No state-based program is designed to preserve choice, customization, or client intent. Advisor-driven LTC planning removes the government from the equation and keeps control, dignity, and decision-making authority where it belongs—with the client.

 

 

Flexibility and Independence...

State-run, government-controlled long-term care programs are inherently rigid. Eligibility is rule-driven, benefits are capped, and portability is limited or nonexistent—meaning a client can pay into a program for years and still fail to qualify for meaningful benefits when care is actually needed. Even when benefits are available, they are often insufficient, narrowly defined, and disconnected from real-world care decisions.

 

Personal Long-Term Care Planning operates on the opposite principle: flexibility by design. A customized LTC plan allows clients to preserve independence by controlling when care begins, what type of care is received, who provides it, and where it is delivered. Planning dollars remain portable across state lines—and, when appropriate, internationally—rather than being trapped inside a single state’s political boundaries.

 

Most importantly, individualized LTC planning dramatically increases the likelihood that clients can age in place, which remains the overwhelming preference of aging Americans. Government programs respond after independence is lost. Proper LTC planning exists to preserve it for as long as possible.

 

Avoiding Waiting Lists and Limited Access...

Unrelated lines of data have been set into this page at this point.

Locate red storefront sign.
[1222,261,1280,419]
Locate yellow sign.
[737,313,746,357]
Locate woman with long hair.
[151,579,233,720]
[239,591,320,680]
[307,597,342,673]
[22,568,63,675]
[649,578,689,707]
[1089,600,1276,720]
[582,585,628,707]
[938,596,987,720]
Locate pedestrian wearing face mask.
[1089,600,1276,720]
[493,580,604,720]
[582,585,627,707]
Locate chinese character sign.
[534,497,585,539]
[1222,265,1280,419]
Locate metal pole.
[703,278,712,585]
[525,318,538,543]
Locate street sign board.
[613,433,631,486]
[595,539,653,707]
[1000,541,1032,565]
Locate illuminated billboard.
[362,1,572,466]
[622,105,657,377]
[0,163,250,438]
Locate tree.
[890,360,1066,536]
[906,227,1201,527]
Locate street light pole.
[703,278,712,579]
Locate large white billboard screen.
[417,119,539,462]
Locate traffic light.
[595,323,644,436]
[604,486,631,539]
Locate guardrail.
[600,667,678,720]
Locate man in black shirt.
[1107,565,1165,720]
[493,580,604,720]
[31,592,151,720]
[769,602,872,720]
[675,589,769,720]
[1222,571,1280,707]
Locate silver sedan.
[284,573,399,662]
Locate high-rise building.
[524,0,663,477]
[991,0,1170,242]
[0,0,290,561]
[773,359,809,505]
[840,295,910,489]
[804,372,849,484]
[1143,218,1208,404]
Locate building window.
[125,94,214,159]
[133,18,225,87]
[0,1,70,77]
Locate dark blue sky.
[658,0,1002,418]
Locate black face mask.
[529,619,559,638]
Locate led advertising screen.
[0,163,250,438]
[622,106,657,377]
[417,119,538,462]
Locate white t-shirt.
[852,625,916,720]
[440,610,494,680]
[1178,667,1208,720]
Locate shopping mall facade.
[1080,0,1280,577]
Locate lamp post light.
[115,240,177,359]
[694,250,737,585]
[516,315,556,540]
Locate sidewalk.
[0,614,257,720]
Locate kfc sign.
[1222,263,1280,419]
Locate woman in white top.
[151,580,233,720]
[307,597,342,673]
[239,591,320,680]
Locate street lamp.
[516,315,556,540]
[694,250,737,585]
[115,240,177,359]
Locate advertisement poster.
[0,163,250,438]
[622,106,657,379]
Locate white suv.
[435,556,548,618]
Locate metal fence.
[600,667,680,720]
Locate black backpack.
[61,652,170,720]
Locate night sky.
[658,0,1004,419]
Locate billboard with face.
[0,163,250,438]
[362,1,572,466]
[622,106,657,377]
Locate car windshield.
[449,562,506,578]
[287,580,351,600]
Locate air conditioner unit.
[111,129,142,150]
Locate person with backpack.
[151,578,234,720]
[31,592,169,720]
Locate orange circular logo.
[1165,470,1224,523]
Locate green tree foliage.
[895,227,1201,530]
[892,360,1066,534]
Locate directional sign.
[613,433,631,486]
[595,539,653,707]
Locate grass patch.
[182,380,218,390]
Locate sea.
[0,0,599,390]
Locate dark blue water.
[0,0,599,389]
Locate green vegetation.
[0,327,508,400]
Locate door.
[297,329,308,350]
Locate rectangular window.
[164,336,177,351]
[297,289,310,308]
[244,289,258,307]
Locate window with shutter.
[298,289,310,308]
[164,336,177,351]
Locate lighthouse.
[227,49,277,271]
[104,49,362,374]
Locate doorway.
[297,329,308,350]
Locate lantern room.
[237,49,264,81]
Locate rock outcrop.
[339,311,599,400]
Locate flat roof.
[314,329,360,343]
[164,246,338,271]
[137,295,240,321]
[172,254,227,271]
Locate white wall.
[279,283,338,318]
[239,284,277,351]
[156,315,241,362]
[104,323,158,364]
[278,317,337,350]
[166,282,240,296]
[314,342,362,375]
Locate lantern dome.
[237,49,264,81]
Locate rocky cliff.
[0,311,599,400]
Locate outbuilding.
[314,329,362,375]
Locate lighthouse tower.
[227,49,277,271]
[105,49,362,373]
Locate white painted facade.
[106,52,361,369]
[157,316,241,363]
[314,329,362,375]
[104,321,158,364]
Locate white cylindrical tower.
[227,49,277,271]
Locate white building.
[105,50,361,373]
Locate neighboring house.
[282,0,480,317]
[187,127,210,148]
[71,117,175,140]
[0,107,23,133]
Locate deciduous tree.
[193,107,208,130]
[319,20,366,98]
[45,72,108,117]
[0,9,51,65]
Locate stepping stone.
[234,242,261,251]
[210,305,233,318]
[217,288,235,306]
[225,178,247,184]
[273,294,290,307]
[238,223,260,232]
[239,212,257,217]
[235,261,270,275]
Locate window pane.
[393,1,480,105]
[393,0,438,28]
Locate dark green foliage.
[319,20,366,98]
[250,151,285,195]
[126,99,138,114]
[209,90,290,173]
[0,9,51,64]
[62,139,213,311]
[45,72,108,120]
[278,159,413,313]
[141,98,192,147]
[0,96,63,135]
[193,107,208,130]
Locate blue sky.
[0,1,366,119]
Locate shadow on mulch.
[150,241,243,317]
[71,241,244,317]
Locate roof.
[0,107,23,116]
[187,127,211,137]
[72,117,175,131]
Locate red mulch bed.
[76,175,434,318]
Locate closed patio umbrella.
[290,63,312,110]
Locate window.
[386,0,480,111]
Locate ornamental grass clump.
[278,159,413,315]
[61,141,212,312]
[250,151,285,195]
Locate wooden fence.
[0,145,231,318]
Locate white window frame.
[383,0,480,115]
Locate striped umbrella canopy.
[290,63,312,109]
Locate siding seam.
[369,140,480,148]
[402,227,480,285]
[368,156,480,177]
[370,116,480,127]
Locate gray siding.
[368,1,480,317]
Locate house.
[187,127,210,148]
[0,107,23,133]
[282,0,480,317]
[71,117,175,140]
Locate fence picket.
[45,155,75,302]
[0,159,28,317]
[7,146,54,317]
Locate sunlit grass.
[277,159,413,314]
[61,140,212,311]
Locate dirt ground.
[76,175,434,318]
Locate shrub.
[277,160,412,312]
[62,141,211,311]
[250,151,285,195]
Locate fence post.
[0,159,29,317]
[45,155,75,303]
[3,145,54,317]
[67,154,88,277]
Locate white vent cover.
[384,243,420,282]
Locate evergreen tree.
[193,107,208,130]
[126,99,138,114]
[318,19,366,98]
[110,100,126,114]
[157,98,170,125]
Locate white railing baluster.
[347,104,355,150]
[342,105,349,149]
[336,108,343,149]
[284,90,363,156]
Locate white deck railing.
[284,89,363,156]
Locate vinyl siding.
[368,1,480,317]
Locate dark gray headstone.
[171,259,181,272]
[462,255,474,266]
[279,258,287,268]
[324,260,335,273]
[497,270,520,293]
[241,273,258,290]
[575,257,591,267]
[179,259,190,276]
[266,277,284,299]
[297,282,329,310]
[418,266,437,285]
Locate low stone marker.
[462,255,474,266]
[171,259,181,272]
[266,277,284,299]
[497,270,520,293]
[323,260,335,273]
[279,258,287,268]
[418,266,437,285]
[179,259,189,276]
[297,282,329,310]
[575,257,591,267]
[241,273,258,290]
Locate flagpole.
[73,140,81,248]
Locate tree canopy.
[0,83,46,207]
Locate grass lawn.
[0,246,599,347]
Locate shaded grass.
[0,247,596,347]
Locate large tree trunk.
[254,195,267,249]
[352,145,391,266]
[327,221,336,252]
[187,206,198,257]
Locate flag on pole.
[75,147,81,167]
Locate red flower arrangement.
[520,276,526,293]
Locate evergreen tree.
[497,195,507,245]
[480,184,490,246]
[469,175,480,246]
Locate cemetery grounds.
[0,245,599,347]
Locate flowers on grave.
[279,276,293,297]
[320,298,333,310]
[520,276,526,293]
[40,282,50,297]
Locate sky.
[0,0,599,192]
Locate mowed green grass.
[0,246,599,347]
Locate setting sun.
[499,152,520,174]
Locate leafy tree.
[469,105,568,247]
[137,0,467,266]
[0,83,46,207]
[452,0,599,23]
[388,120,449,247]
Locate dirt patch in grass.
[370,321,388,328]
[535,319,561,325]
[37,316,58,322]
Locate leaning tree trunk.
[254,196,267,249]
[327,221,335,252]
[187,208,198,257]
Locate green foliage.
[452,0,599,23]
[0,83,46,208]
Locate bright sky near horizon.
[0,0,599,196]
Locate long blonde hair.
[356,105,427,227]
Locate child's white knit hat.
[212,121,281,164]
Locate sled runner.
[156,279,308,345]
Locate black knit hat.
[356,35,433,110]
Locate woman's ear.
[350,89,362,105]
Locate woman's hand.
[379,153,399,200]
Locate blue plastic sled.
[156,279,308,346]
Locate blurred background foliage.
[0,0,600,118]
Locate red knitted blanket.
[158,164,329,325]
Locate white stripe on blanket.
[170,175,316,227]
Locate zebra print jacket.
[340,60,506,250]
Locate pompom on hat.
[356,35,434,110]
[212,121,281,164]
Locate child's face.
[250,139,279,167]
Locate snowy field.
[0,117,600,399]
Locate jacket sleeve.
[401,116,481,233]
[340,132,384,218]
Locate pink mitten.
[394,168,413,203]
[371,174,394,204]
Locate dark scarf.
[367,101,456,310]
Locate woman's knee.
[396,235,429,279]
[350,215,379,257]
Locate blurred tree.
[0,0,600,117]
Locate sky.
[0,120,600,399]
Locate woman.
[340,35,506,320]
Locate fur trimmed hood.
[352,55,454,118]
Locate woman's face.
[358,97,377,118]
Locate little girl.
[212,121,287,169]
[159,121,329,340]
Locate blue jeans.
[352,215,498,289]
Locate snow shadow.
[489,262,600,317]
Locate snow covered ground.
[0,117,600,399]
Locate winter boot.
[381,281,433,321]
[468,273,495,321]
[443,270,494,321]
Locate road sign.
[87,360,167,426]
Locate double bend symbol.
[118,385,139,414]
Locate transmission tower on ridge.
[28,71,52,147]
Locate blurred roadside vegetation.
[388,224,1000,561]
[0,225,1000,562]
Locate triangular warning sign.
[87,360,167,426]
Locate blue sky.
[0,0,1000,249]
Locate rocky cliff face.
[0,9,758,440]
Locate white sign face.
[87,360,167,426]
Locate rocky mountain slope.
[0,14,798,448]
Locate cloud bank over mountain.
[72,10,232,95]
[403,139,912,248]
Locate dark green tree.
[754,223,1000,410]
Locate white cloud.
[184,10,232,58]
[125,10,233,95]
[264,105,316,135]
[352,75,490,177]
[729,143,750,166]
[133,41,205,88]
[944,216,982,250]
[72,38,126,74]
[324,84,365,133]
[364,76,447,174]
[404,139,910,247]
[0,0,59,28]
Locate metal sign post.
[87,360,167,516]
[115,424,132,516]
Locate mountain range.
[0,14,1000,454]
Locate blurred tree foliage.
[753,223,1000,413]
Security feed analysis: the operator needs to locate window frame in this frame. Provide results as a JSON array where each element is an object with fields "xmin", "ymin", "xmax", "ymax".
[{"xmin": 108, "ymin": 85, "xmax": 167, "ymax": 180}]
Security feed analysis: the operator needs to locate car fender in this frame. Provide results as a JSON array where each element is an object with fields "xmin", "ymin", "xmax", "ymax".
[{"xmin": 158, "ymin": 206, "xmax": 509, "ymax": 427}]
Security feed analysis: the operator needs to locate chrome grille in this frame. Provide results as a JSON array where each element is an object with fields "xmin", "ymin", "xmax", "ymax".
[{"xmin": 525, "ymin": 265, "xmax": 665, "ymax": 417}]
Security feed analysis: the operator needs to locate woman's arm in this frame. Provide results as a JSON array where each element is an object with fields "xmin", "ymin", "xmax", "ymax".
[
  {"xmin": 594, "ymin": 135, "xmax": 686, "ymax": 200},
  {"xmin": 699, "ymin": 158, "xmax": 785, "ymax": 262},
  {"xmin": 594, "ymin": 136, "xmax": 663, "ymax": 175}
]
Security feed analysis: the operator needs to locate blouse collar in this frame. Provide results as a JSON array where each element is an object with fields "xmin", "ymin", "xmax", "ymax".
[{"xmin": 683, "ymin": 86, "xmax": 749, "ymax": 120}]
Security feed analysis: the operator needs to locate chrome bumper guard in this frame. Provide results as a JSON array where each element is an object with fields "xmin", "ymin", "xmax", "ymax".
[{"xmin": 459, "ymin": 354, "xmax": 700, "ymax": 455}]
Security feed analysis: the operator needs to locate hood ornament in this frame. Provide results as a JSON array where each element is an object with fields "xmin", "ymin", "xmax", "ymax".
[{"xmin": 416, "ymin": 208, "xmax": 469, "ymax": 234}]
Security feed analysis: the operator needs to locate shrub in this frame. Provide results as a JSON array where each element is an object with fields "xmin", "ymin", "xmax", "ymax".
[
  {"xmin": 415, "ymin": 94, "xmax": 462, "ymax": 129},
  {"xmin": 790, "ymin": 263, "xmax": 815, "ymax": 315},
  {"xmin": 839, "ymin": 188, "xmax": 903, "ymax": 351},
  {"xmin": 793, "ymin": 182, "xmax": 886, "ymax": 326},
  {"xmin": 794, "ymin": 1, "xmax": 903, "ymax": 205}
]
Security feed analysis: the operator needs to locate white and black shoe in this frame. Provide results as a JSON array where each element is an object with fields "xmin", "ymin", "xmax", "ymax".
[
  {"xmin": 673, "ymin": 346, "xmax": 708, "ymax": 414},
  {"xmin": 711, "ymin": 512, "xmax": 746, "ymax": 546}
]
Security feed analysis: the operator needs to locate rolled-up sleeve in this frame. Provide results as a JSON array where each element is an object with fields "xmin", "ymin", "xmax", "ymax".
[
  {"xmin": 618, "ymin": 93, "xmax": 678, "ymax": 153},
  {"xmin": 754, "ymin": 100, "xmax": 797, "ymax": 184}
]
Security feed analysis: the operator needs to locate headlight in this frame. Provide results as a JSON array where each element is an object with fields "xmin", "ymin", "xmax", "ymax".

History is clear: when benefits are government-funded, demand eventually exceeds funding. State-based, government-controlled long-term care programs are therefore vulnerable to eligibility bottlenecks, budget-driven restrictions, and administrative delays—often precisely when care is most urgently needed. Clients may discover that access to services is subject to waiting lists, phased eligibility, or delays that postpone care well beyond the point of functional decline.

 

Personal Long-Term Care Planning eliminates this uncertainty because a properly designed LTC plan provides defined, contractually guaranteed access to benefits, allowing care to begin promptly when ADL impairment occurs.  Some plans offer zero-day waiting periods, ensuring care can be initiated immediately—reducing medical risk, stabilizing family dynamics, and improving both care coordination and outcomes.

 

Protection Against Rising Costs...

Over time, the cost of long-term care services tends to rise due to inflation. Most state-based, government-controlled LTC programs face structural challenges in keeping benefits aligned with the actual, rising cost of care, which may result in coverage that falls short of client needs over time.

 

Advisor-driven, personal Long-Term Care Planning can address this risk directly. Many LTC planning strategies include guaranteed inflation protection features designed to help benefits keep pace with increasing care costs. In addition, when integrated into a comprehensive financial plan, these solutions may offer meaningful tax efficiencies and asset-protection benefits that extend well beyond the limited financial relief state-run programs are intended to provide.

 

Taken together, these planning advantages can give clients greater confidence that their LTC strategy will remain relevant in a changing economic environment. While state-based LTC programs may appear convenient at first glance, once the distinctions are explained clearly, most clients recognize that proactive, advisor-driven LTC planning is the more logical and durable path forward.

 

The question behind state programs is, “What is the maximum politically survivable benefit we can promise without blowing up payroll taxes?”  However, consumers and their advisors must answer a more important question: How do we guarantee adequate resources for an individual to meet their wants and needs when independence is lost?  One is politics, and one is planning.

 

For all of these reasons, personalized planning is the only way to address your CLIENTS' needs adequately.